Konsep Hierarki Peraturan Perundang-Undangan
Konsep hierarki peraturan perundang-undangan tidak dapat dilepaskan dari teori Hans Kelsen dan Hans Nawiasky. Menurut Hans Kelsen pada dasarnya terdapat dua golongan norma dalam hukum, yakni norma yang bersifat inferior dan norma yang bersifat superior. Validitas dari norma yang lebih rendah (inferior) dapat diuji terhadap norma yang secara hierarkis berada di atasnya (superior).
Berangkat dari teori Hans Kelsen tersebut, Hans Nawiasky kemudian merincikan bahwa susunan norma hukum tersusun dalam bangunan hukum berbentuk stupa yang terdiri dari bagian-bagian tertentu. Adapun hierarki bagian tersebut adalah:
a. norma dasar (staatsfundamentalnorm);
b. norma yang sifatnya dasar dan luas (staatsgrundgesetz);
c. norma yang sifatnya konkret dan terperinci (formellgesetz);
d. peraturan pelaksana (verordnungsatzung); dan
e. peraturan otonom (autonome satzung).
Hierarki Peraturan Perundang-Undangan Indonesia
Peraturan perundang-undangan di Indonesia juga mengenal hierarki. Ketentuan Pasal 7 ayat (1) Undang-Undang Nomor 12 Tahun 2011 menerangkan bahwa jenis dan hierarki peraturan perundang-undangan di Indoensia terdiri atas:
1. Undang-Undang Dasar Negara Republik Indonesia Tahun 1945 (UUD 1945);
2. Ketetapan Majelis Permusyawaratan Rakyat (TAP MPR);
3. Undang-Undang/Peraturan Pemerintah Pengganti Undang-Undang (UU/Perppu);
4. Peraturan Pemerintah (PP);
5. Peraturan Presiden (Perpres);
6. Peraturan Daerah Provinsi (Perda Provinsi); dan
7. Peraturan Daerah Kabupaten/Kota (Perda Kabupaten/Kota).

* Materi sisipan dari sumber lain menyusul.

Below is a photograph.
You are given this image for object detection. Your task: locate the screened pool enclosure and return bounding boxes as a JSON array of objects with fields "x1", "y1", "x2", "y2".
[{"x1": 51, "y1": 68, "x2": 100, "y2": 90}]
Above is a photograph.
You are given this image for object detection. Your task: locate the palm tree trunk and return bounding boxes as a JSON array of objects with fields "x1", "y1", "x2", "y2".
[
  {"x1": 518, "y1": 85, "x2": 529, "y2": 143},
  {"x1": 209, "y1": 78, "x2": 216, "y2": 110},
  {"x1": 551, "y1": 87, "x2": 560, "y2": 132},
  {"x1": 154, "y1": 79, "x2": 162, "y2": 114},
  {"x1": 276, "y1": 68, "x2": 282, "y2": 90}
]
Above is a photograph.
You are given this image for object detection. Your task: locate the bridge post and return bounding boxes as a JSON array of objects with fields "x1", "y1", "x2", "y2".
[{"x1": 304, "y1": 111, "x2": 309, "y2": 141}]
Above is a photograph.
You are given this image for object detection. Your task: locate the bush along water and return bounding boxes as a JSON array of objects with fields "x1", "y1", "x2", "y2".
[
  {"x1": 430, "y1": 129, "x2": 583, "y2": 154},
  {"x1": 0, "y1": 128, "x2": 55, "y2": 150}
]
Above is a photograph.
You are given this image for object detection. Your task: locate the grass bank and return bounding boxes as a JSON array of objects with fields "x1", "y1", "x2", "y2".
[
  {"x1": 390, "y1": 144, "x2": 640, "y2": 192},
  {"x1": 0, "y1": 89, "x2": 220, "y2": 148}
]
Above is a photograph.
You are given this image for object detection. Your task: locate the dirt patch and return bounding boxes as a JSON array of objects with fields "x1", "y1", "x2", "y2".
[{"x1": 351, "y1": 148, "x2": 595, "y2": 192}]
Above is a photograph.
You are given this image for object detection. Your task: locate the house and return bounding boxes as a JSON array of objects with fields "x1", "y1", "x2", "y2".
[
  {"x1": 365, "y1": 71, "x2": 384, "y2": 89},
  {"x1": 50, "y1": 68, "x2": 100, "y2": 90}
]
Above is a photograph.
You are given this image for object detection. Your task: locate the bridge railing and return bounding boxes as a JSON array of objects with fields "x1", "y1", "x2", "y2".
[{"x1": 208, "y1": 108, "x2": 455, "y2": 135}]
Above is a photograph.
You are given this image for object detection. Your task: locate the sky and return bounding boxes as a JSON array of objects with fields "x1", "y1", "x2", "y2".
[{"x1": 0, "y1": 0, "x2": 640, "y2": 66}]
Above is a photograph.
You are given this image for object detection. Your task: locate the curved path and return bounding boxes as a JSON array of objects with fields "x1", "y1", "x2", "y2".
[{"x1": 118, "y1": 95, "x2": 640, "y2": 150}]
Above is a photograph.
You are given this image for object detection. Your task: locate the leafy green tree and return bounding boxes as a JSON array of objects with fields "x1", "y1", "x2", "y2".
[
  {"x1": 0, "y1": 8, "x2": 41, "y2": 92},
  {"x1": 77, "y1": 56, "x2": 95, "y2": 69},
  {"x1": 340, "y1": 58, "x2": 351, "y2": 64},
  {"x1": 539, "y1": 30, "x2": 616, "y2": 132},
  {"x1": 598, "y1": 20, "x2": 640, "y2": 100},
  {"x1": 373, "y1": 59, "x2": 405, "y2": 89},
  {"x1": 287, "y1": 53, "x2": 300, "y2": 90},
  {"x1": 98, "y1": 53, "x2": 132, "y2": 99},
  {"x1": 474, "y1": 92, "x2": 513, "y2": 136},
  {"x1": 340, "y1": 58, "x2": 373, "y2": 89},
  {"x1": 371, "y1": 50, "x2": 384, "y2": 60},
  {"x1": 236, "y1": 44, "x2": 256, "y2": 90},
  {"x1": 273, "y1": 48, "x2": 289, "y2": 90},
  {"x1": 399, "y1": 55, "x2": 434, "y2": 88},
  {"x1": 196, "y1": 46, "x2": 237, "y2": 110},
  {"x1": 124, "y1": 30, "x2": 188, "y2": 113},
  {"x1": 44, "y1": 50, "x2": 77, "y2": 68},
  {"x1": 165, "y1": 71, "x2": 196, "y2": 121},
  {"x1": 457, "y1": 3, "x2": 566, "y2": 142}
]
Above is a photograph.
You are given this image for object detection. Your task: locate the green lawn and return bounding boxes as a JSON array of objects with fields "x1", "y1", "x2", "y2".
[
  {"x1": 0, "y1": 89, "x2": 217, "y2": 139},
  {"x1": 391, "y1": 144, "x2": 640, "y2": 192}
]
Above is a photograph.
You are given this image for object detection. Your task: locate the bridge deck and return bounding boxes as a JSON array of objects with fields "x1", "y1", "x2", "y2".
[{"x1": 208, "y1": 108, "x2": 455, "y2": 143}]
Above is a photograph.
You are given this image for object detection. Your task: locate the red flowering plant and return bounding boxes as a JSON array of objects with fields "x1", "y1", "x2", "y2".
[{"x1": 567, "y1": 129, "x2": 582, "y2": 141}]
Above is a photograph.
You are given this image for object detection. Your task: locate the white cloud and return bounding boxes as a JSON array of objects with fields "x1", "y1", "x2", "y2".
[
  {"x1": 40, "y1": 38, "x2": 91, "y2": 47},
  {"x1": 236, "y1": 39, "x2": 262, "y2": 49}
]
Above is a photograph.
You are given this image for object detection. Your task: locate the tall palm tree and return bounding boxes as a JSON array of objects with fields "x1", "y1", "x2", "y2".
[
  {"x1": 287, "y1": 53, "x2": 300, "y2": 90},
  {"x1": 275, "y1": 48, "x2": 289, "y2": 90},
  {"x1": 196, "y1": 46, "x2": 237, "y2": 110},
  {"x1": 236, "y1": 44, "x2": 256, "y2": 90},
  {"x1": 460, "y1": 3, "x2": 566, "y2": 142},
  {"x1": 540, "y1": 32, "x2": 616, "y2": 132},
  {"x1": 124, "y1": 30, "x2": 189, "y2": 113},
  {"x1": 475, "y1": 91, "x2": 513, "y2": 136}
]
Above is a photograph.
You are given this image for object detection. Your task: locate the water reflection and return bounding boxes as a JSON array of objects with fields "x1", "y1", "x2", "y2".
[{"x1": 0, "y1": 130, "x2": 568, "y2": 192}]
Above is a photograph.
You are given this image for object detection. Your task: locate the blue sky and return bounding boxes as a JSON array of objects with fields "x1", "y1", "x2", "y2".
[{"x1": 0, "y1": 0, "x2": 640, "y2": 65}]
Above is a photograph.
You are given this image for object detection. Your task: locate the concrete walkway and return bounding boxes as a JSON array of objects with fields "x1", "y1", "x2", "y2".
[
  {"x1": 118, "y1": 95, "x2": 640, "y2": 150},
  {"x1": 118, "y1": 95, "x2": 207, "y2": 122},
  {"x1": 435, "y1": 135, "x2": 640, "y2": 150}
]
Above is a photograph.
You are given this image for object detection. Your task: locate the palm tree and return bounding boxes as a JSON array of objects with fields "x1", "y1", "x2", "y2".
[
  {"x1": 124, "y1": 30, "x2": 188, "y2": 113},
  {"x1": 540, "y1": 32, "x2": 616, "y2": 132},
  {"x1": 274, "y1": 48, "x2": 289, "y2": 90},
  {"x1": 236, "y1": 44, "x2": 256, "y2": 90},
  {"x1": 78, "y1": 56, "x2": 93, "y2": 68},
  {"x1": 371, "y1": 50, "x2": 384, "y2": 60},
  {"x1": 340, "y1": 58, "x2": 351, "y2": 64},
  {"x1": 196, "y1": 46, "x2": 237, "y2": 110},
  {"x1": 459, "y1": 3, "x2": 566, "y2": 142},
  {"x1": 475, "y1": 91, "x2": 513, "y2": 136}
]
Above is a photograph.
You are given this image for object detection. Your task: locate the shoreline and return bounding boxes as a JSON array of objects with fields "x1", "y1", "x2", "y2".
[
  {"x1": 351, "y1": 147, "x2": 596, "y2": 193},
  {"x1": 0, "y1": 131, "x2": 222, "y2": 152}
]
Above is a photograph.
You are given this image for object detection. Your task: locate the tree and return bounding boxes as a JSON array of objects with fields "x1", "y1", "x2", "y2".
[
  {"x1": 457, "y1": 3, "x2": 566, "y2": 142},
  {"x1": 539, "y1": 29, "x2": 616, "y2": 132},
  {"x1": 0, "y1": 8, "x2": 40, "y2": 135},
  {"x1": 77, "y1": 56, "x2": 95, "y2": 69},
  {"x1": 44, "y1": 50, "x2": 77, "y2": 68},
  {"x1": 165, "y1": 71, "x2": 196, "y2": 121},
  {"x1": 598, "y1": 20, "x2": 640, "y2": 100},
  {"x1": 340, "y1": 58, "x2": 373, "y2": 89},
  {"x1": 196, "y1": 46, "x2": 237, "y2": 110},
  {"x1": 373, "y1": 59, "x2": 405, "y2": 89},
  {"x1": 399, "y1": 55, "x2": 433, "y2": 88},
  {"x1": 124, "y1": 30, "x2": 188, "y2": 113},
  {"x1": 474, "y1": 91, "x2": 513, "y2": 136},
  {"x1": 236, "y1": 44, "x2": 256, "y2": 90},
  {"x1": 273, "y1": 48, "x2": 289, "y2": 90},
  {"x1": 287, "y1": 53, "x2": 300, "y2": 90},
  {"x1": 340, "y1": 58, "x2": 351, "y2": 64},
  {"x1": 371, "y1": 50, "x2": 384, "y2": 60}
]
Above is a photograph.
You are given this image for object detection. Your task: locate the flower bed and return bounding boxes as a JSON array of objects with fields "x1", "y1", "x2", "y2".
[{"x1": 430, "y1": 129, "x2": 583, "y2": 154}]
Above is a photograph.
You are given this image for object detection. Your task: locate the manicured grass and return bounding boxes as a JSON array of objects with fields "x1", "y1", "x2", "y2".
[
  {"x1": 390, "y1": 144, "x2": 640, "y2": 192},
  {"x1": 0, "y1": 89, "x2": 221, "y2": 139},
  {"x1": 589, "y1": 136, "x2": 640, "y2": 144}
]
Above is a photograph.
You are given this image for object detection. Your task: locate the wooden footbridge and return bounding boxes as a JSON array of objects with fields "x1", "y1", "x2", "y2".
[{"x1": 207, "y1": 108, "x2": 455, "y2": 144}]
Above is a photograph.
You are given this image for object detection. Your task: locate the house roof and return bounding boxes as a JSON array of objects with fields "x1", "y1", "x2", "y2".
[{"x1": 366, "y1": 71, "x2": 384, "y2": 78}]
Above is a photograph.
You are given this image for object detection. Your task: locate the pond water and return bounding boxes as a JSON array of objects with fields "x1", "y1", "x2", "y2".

Berdasarkan ketentuan tersebut dapat diketahui bahwa hierarki peraturan perundang-undangan di Indoensia yang paling tinggi adalah UUD 1945. Kemudian, penting untuk diketahui bahwa kekuatan hukum peraturan perundang-undangan yang disebutkan berlaku sesuai dengan hierarkinya dan peraturan perundang-undangan yang lebih rendah tidak boleh bertentangan dengan peraturan perundang-undangan yang lebih tinggi.
Jenis peraturan perundang-undangan selain yang dimaksud di atas mencakup peraturan yang ditetapkan oleh:
1. Majelis Permusyawaratan Rakyat (MPR);
2. Dewan Perwakilan Rakyat (DPR);
3. Dewan Perwakilan Daerah (DPD);
4. Mahkamah Agung (MA);
5. Mahkamah Konstitusi (MK);
6. Badan Pemeriksa Keuangan (BPK);
7. Komisi Yudisial (KY);
8. Bank Indonesia (BI);
9. Menteri;
10. Badan, lembaga, atau komisi yang setingkat yang dibentuk dengan UU atau Pemerintah atas perintah UU;
11. Dewan Perwakilan Rakyat Daerah (DPRD) Provinsi dan Kabupaten/Kota; dan
12. Gubernur, Bupati/Walikota, Kepala Desa atau yang setingkat.
Peraturan perundang-undangan tersebut di atas diakui keberadaannya dan mempunyai kekuatan hukum mengikat sepanjang diperintahkan oleh peraturan perundang-undangan yang lebih tinggi atau dibentuk berdasarkan kewenangan.
Prinsip-prinsip Dalam Hierarki Peraturan Perundang-Undangan
Ada 4 (empat) prinsip dalam hierarki peraturan perundang-undangan yakni sebagai berikut:
1. Lex Superiori Derogat Legi Inferiori
Peraturan yang lebih rendah tidak boleh bertentangan dengan peraturan yang lebih tinggi. Asas ini berlaku pada dua peraturan yang hierarkinya tidak sederajat dan saling bertentangan.
2. Lex Specialis Derogat Legi Generali
Peraturan yang lebih khusus mengesampingkan peraturan yang lebih umum. Asas ini berlaku pada dua peraturan yang hierarkinya sederajat dengan materi yang sama.
3. Lex Posteriori Derogat Legi Priori
Peraturan yang baru mengesampingkan peraturan lama. Asas ini berlaku saat ada dua peraturan yang hierarkinya sederajat dengan tujuan mencegah ketidakpastian hukum.
4. Peraturan hanya bisa dihapus dengan peraturan yang kedudukannya sederajat atau lebih tinggi.